Сегодня полагают, что у нас только 30 тысяч генов. Это только приблизительное число, по оценкам специалистов, когда исследования продвинутся вперед, может оказаться, что генов на несколько тысяч больше. Еще год назад считалось, что их имеется 80 тысяч, а некоторые говорили даже о 120 тысячах.
Как это возможно, чтобы 30 тысяч генных «слов» хватило для производства тысяч и сотен тысяч различных «предложений»? Гены дают начало определенным аминокислотам, которые пока неизвестным способом начинают друг к другу приспосабливаться. Мы имеем как бы эскизный план кафедрального собора, но отдельные кирпичи или камни обладают – не так, как в архитектуре, – дополнительной способностью приспосабливаться к формам, которые заданы только общим эскизом.

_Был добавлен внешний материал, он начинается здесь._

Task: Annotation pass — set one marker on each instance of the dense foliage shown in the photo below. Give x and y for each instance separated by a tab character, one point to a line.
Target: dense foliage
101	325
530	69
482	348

Одни и те же гены в разных конфигурациях и соединениях могут участвовать в формировании очень разных свойств организма. Это не похоже на качественную инженерную работу: ведь никто, строя дом, не возводит сперва камин со вторым этажом, а только потом остальное, мы строим запланированным и упорядоченным способом. Здесь же мы имеем порядок, который возникает из первоначального беспорядка, сам по себе вслепую создается из хаоса.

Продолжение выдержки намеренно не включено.